My father is a foodie with an adventurous, discerning palate and is quick to teach a lesson or two to even our seasoned family cook -who has years of experience in a professional kitchen- at the speck of an opportunity. He has always encouraged me to experiment and continues to be my loudest cheer-leader! I combine his favorite ingredients here to create this especially for him and hopefully it will meet his exacting standards. [My tasters did wolf it down enthusiastically, I must say.]
- 1 Hass avocado
- 1 long California green pepper, deseeded and finely diced
- 1 egg, lightly beaten, with a pinch of salt and black pepper
- Topping: a few halved cherry tomatoes; sea salt
Prepare the avocado by halving it and removing the seed. Gently run your knife in criss-cross parallel lines while cupping the half with the other hand. Using a spoon gently separate the flesh from the skin, without tearing it, and leave the flesh in. Sprinkle with sea salt and place on an oven proof platter.
Mix the egg and the pepper and pour into the two halves of the prepared avocado. Bake at 450-500 F in the toaster oven for 3-5 minutes or until the eggs are done to your liking. Top with the tomatoes, sprinkle sea salt and serve hot.
Notes, hints, tips:
- Another option is to toast it with the toppings on; so the tomatoes get lightly roasted. I would recommend this if your tomatoes are not at the peakest of season.
- If you don’t have a convenient table-top toaster oven, broil in a regular oven. Keep a very keen eye on it though.
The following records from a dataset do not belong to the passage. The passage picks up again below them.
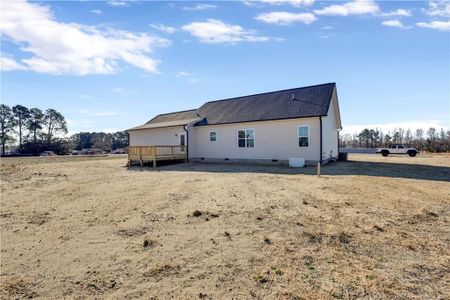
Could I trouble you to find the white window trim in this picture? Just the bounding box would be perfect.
[237,128,255,148]
[297,125,310,148]
[209,131,217,142]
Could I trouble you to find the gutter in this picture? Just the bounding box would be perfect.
[183,125,189,161]
[319,116,323,165]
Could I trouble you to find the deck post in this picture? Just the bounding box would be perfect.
[153,158,157,168]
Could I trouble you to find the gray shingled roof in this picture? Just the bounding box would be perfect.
[195,83,335,126]
[146,109,199,124]
[127,109,199,131]
[127,83,335,131]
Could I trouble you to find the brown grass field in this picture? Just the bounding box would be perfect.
[1,154,449,299]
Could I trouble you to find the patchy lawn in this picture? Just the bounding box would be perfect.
[1,154,449,299]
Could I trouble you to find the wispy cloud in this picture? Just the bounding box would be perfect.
[380,9,412,17]
[0,0,170,75]
[112,88,124,93]
[425,1,450,17]
[416,20,450,31]
[176,72,192,77]
[182,19,273,44]
[90,9,102,15]
[182,4,217,11]
[0,56,28,71]
[245,0,314,7]
[80,109,118,117]
[381,20,410,29]
[107,0,129,7]
[150,23,176,34]
[314,0,379,16]
[255,11,316,25]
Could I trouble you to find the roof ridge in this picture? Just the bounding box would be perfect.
[202,82,336,105]
[154,108,198,117]
[146,108,198,124]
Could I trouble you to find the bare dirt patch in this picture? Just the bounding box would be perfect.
[1,154,449,299]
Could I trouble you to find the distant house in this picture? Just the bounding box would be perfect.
[127,83,342,166]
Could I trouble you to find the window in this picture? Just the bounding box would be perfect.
[397,145,404,149]
[298,126,309,147]
[238,129,255,148]
[209,131,216,142]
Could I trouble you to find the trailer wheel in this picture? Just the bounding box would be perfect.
[408,150,417,157]
[381,150,389,157]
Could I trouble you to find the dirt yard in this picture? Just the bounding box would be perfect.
[1,154,449,299]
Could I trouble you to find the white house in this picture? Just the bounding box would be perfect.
[127,83,342,166]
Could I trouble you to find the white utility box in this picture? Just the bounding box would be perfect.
[289,158,305,168]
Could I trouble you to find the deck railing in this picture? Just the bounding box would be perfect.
[128,145,187,167]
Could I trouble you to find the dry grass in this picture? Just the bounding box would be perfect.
[1,154,449,299]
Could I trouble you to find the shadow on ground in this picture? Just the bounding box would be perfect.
[125,159,450,182]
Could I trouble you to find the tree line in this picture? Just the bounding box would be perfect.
[340,127,450,152]
[0,104,128,155]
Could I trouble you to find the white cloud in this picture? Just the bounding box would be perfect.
[321,25,333,30]
[0,56,28,71]
[112,88,124,93]
[182,4,217,11]
[259,0,314,6]
[341,120,448,135]
[182,19,272,44]
[381,19,409,29]
[80,109,118,117]
[94,111,118,116]
[380,9,412,17]
[314,0,379,16]
[150,23,176,34]
[0,0,169,75]
[425,1,450,17]
[90,9,102,15]
[416,20,450,31]
[176,71,192,77]
[255,11,317,25]
[107,0,128,7]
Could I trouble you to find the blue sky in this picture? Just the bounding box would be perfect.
[1,0,449,134]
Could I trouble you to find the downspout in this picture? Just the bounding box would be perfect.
[319,117,323,165]
[337,128,342,152]
[183,125,189,161]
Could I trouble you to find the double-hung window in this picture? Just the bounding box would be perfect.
[298,126,309,147]
[238,129,255,148]
[209,131,216,142]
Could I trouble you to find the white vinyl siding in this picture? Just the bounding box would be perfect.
[128,126,184,146]
[190,118,320,162]
[321,86,340,160]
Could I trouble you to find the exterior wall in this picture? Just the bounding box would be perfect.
[321,88,339,161]
[128,126,186,146]
[189,117,321,163]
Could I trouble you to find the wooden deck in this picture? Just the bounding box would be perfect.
[127,145,187,167]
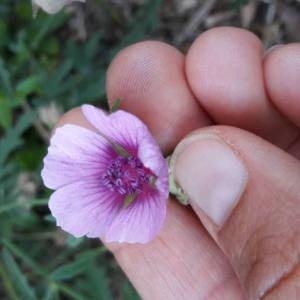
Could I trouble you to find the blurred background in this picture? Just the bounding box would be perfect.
[0,0,299,299]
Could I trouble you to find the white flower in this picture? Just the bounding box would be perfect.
[32,0,85,14]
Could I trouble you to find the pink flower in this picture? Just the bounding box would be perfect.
[41,104,169,244]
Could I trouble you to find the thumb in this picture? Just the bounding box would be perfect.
[173,126,300,300]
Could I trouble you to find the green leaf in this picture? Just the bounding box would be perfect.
[0,162,17,180]
[0,198,48,215]
[76,71,106,104]
[50,255,90,281]
[44,214,56,223]
[0,20,8,50]
[66,235,84,248]
[2,239,46,276]
[78,263,114,300]
[42,284,59,300]
[0,58,14,101]
[16,76,40,97]
[123,281,140,300]
[55,283,86,300]
[50,248,106,281]
[15,142,45,171]
[0,93,12,129]
[0,261,19,300]
[0,110,35,165]
[1,248,37,300]
[30,13,67,50]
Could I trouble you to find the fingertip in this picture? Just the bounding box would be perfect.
[54,107,95,133]
[263,44,283,58]
[107,40,210,154]
[264,43,300,128]
[107,41,184,105]
[173,127,248,229]
[186,27,264,120]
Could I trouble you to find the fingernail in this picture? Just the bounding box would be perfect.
[174,136,248,226]
[264,44,283,57]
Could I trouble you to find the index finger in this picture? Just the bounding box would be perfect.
[106,41,211,154]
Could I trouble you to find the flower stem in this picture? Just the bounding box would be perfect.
[168,156,189,205]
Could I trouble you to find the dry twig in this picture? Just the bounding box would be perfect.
[174,0,217,46]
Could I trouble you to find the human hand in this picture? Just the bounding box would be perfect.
[55,27,300,299]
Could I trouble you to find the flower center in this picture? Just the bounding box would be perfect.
[102,156,152,196]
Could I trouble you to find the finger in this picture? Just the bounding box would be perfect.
[111,201,244,300]
[173,126,300,300]
[185,27,298,149]
[55,108,244,299]
[106,41,212,154]
[264,44,300,158]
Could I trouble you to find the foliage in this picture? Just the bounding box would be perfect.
[0,0,163,298]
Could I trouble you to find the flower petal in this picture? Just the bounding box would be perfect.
[41,124,113,190]
[81,104,150,153]
[105,191,167,244]
[49,180,123,238]
[137,128,169,191]
[32,0,85,14]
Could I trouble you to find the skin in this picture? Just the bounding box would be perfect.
[55,27,300,299]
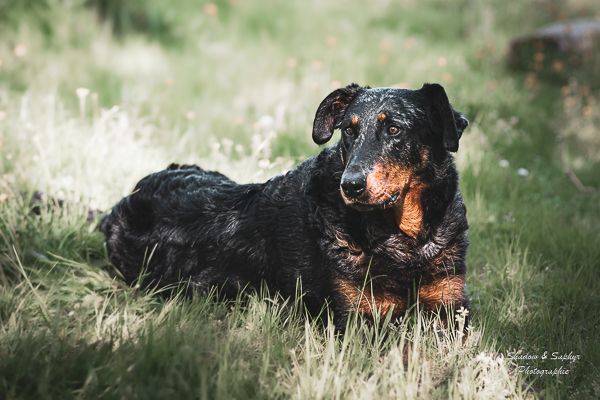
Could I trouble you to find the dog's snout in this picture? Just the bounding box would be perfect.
[341,171,366,198]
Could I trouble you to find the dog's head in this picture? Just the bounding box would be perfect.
[312,83,468,211]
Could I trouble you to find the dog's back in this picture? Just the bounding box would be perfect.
[102,164,252,291]
[101,162,328,300]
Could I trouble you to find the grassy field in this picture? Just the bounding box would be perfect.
[1,0,599,398]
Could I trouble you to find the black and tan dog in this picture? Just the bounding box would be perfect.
[101,83,470,330]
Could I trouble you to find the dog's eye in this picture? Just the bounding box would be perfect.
[344,127,354,136]
[387,126,401,136]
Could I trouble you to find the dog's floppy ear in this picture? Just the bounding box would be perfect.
[420,83,468,152]
[312,83,362,144]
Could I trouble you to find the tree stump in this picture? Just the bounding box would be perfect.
[508,18,600,80]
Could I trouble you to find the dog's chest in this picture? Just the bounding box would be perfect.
[331,228,420,272]
[330,234,466,317]
[329,227,466,305]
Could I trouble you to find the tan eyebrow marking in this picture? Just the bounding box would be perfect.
[351,115,359,125]
[377,112,386,122]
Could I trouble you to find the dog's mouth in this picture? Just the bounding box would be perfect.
[343,191,402,212]
[382,191,401,208]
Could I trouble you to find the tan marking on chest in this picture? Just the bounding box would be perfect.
[393,183,425,238]
[417,275,465,309]
[367,164,427,238]
[365,164,425,237]
[335,277,405,317]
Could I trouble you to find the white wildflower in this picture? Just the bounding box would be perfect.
[256,115,274,130]
[517,168,529,177]
[13,43,28,58]
[76,87,90,99]
[76,87,90,118]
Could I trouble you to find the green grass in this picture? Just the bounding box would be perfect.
[1,0,599,398]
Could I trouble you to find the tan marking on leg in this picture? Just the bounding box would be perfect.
[418,275,465,310]
[334,277,405,317]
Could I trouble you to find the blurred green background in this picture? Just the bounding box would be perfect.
[0,0,599,398]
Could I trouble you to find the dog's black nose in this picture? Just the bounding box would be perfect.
[341,172,366,198]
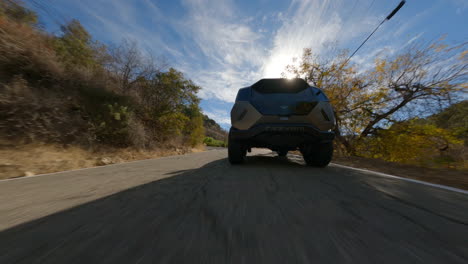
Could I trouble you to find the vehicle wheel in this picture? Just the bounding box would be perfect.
[228,138,246,164]
[277,150,288,157]
[301,141,333,167]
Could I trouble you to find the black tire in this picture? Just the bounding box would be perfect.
[228,137,246,164]
[301,141,333,167]
[277,150,288,157]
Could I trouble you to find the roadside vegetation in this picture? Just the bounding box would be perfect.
[203,137,227,148]
[0,1,226,178]
[203,115,228,147]
[0,1,464,179]
[286,40,467,169]
[203,115,228,143]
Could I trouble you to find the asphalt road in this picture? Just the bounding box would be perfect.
[0,149,467,264]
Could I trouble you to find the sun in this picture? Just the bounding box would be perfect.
[283,71,296,79]
[262,54,297,79]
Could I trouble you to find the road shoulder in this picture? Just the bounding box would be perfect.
[332,155,468,191]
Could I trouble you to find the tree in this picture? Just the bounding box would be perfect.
[0,1,212,151]
[183,104,205,147]
[54,19,103,68]
[428,100,468,144]
[359,120,463,167]
[285,48,369,153]
[0,0,38,25]
[109,39,163,95]
[139,68,200,118]
[361,38,467,138]
[286,38,468,154]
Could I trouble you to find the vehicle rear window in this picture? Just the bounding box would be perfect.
[251,78,309,94]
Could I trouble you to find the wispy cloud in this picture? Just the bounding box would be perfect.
[60,0,180,60]
[49,0,425,94]
[177,0,415,104]
[176,0,267,102]
[36,0,434,126]
[261,0,381,77]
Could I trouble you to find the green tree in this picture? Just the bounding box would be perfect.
[54,19,104,68]
[429,100,468,144]
[140,68,200,118]
[0,0,37,25]
[183,104,205,147]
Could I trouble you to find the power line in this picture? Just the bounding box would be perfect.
[341,0,406,67]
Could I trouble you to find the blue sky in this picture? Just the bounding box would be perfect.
[27,0,468,129]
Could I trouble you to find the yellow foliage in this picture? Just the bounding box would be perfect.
[357,121,463,166]
[374,59,386,73]
[281,37,466,160]
[158,112,189,136]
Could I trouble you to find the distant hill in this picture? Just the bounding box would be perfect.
[203,115,228,141]
[428,100,468,144]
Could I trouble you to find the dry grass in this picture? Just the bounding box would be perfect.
[0,141,205,180]
[0,5,212,180]
[0,17,62,80]
[0,15,207,150]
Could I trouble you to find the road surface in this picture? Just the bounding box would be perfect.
[0,149,467,263]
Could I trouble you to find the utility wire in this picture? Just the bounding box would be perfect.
[342,17,386,66]
[341,0,406,68]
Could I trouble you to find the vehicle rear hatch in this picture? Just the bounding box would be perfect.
[250,78,318,116]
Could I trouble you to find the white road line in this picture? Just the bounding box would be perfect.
[330,163,468,195]
[0,150,219,183]
[286,153,468,195]
[3,151,467,196]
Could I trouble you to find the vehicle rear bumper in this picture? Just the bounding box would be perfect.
[230,123,335,142]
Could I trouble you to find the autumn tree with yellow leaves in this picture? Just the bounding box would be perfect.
[286,38,467,166]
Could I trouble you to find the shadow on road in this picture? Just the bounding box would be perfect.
[0,159,226,263]
[0,155,308,263]
[243,154,304,168]
[1,154,468,263]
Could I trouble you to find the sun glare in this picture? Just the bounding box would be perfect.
[262,55,297,79]
[284,72,295,79]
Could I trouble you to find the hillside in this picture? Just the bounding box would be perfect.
[0,1,225,178]
[203,115,228,141]
[428,100,468,145]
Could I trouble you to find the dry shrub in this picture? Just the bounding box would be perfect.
[127,113,148,149]
[0,17,62,82]
[0,77,89,144]
[0,6,209,152]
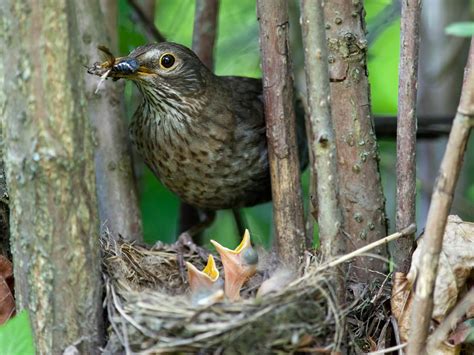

- Deseeding the pepper is optional- provided you are comfortable with some pepper-heat. Also, important to finely dice the pepper; if you are not on the top of your knife skills, fee free to use a “chop-o-matic” (or some such doodad) or a processor (not a blender!).
- You can use herbs instead of the pepper. Remember that there is little space in the avocado; so it has to be chopped very fine to reduce the overall volume.